Tuesday, January 31, 2012

Beautiful Sets of Figures

Hanging with the big boys doesn't come cheap:

"Each of the 1550 Diggers on the ground in Afghanistan is costing Australian taxpayers $1 million. That was the figure for Australia's war effort last financial year - and it is only going to get bigger. Taxpayers will be hit with a new bill of more than $1 billion next year to fund the war in Afghanistan as the government struggles to conjure up a promised May budget surplus. The cost of the war hit $1.6 billion for the past financial year. By June 2013, the overall outlay for the Afghanistan campaign will reach more than $7.4 billion..." (Million-dollar Diggers: What each soldier in Afghanistan costs taxpayers, Ian McPhedran, Daily Telegraph, 18/1/12)
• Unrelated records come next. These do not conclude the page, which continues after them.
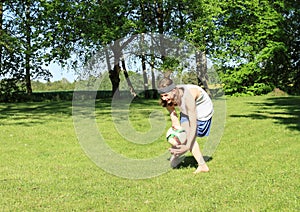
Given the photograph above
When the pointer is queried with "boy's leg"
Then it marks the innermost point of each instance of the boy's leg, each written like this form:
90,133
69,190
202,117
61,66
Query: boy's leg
202,166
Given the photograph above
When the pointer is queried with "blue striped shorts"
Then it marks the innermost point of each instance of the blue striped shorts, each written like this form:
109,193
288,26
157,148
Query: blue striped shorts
203,127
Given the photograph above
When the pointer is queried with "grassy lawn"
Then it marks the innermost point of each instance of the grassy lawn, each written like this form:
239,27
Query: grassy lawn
255,168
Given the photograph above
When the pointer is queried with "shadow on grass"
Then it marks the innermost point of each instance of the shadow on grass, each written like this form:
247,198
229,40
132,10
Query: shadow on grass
190,161
284,110
30,113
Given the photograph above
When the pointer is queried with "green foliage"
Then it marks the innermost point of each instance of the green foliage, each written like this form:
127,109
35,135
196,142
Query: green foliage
11,90
255,167
255,44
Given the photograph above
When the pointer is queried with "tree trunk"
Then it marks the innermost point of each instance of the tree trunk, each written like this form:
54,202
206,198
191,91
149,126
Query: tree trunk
115,80
28,51
131,88
201,67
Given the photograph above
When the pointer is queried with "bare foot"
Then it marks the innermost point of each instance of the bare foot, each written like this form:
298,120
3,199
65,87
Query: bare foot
202,168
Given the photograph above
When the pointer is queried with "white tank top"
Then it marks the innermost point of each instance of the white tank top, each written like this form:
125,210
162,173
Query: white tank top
204,105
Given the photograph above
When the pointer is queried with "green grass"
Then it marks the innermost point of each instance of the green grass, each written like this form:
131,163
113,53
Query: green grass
255,168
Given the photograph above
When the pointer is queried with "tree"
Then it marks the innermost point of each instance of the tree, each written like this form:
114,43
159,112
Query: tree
24,55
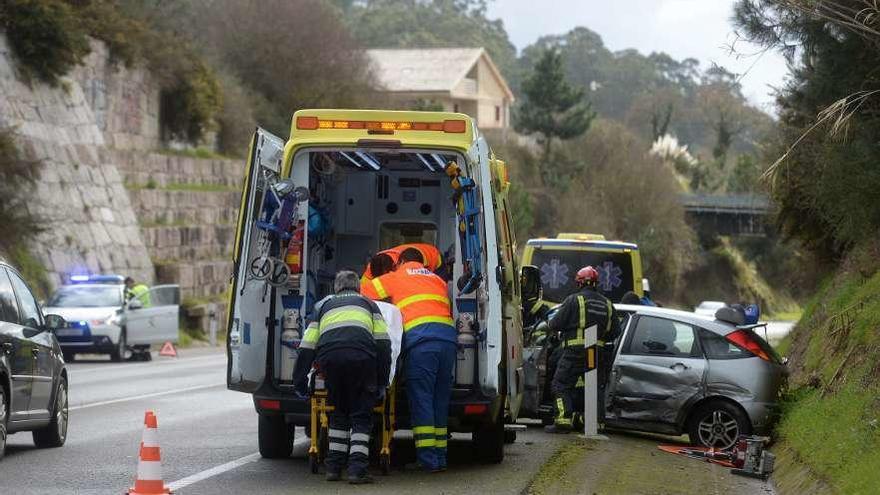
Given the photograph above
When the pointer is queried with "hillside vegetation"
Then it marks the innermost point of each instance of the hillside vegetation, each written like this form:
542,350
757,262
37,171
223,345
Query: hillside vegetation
824,178
831,422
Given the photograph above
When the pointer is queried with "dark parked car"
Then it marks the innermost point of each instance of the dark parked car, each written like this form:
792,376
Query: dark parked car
33,379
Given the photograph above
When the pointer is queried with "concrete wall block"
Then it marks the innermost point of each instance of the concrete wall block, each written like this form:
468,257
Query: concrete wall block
99,234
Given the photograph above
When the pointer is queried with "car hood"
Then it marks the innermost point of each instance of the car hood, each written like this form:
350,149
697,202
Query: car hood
82,314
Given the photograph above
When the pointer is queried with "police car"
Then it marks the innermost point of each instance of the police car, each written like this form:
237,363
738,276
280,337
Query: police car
103,322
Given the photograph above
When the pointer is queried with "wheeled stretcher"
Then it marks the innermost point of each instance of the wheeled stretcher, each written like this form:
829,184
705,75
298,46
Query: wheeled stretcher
380,439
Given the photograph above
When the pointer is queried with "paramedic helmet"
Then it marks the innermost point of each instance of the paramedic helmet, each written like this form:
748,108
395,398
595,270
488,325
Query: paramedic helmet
587,276
347,280
381,264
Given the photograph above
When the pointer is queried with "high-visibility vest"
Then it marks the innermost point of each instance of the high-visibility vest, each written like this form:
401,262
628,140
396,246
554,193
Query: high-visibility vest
421,296
141,292
431,255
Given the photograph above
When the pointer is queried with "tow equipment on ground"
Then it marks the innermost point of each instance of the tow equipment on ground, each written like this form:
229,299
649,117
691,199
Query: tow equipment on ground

"Australia's spies now cost more than $1 billion a year to run ... according to a landmark review of the country's intelligence community... ASIO alone grew by 471% between 2001 and 2010 and this year will occupy new headquarters in Canberra worth $590 million..." (Soaring cost of spy force passes $1b, Dylan Welch, Sydney Morning Herald, 26/1/12)

Taxpayer? How stupid are you?

Saturday, May 28, 2011

The Right Stuff

Having already written about the Kafkaesque plight of the Rahavan family in my 23/11/10 post Behind the ASIO Assessment, I was reminded of them again by a report in yesterday's Australian, which revealed just how much it was costing the Australian taxpayer to 'protect' us from them:

"They are Australia's most expensive refugees. The Rahavans, a Sri Lankan family of 5, most of whom journeyed to Australia on the ill-fated Oceanic Viking, were until recently costing the Australian taxpayers a staggering $428,861 every 3 months in security bills. Yogachandran Rahavan and his wife, Sumathi, were declared security threats by ASIO 18 months ago over alleged links to the Liberation Tigers of Tamil Eelam (LTTE) or Tamil Tigers... The family had all been found to be genuine refugees, meaning Australia was prevented by law from deporting them to Sri Lanka. But their negative security assessment means they can never be given visas, either, potentially consigning them to a life of perpetual detention. Because of ASIO's concern, guards were assigned to live with the family 24 hours a day. For 9 months they had to maintain their dignity as a family with 2 guards in their house at all times... The Immigration Department said that between November 2010 and February 2011 the cost of placing 'static guards' inside the Rahavan's family compound had run to $428,861. That adds up to about $1.14 million in the 8 months the security remained in place." (Million-dollar refugee family caught in perpetual detention, Paul Maley, 27/5/11)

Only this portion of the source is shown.